A meeting scheduled this week between the economic ministers of Japan, China and South Korea in Hanoi has been canceled, a Tokyo trade ministry official confirmed yesterday.
The three-way talks had been slated to take place on the sidelines of a summit of the 10-nation ASEAN today and the wider 16--nation East Asia Summit tomorrow, which includes China.
The cancellation could cloud prospects for a bilateral meeting between Japanese Prime Minister Naoto Kan and Chinese Premier Wen Jiabao (溫家寶) in Hanoi amid a bitter territorial dispute between the two sides.
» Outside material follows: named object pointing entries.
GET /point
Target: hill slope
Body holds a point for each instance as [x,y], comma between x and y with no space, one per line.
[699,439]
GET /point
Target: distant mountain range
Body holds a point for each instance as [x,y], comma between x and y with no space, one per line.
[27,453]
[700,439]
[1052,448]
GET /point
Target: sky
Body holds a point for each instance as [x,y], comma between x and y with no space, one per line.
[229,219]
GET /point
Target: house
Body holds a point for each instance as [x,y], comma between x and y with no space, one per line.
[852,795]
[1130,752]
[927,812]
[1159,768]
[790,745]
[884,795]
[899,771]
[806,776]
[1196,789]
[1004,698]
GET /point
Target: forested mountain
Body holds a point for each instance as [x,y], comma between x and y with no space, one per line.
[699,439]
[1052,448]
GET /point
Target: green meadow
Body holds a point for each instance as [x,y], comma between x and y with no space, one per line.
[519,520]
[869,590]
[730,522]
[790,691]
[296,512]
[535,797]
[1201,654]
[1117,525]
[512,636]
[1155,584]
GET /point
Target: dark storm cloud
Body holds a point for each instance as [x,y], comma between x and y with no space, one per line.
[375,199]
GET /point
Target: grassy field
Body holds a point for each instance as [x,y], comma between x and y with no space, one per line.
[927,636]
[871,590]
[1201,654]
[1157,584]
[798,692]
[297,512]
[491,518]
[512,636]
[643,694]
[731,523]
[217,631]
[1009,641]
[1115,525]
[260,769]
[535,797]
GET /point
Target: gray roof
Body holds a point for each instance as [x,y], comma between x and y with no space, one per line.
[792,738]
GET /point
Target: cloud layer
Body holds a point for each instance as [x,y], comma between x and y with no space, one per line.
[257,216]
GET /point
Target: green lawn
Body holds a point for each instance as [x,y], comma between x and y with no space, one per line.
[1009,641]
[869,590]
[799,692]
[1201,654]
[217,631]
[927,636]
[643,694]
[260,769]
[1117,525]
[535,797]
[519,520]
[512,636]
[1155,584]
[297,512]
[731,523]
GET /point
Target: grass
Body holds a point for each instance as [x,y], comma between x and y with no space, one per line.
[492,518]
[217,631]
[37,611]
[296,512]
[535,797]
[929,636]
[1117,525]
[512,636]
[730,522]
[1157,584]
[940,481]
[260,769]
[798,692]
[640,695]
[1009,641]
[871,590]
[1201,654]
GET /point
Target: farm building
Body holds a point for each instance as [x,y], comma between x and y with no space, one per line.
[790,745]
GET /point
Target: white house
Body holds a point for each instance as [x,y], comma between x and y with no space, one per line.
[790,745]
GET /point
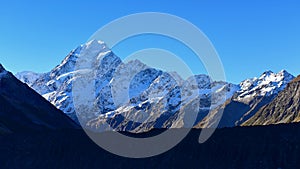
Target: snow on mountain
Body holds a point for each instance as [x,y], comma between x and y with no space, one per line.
[134,97]
[267,84]
[151,93]
[28,77]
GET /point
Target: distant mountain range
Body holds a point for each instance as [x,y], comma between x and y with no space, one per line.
[159,95]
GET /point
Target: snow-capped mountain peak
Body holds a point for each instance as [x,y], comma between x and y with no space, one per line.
[267,84]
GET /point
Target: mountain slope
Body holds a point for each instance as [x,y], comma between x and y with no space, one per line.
[23,109]
[151,91]
[253,94]
[285,108]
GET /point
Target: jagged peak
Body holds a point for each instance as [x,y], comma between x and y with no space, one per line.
[297,79]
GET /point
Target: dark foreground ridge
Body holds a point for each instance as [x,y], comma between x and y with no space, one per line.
[260,147]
The Japanese official said the three-way meeting was canceled “due to difficulties in the adjustment of ministers’ schedules.”
Kyodo News, citing Japanese government sources, reported that China canceled the talks because of a spat over its export restrictions on rare earth minerals, which are used in the manufacture of high-tech goods.
However, the trade ministry official could not confirm this. Beijing and Tokyo have been locked in their worst row in years after Japan arrested a Chinese trawler captain on Sept. 8 near the disputed Diaoyutai Islands (釣魚台) in the East China Sea.
China reacted with fury, issuing protests, scrapping high-level meetings and bilateral cultural events in a diplomatic offensive that continued after Japan freed the captain.
Asked whether Wen and Kan would meet in Hanoi, Chinese Foreign Ministry spokesman Ma Zhaoxu (馬朝旭) said on Tuesday: “We hope the Japanese side will take concrete actions to create the necessary conditions and atmosphere for meetings between the two sides.”
Japan’s top government spokesman, Chief Cabinet Secretary Yoshito Sengoku, yesterday told a news conference that “diplomatic authorities are working hard” to set up a meeting in the Vietnamese capital today.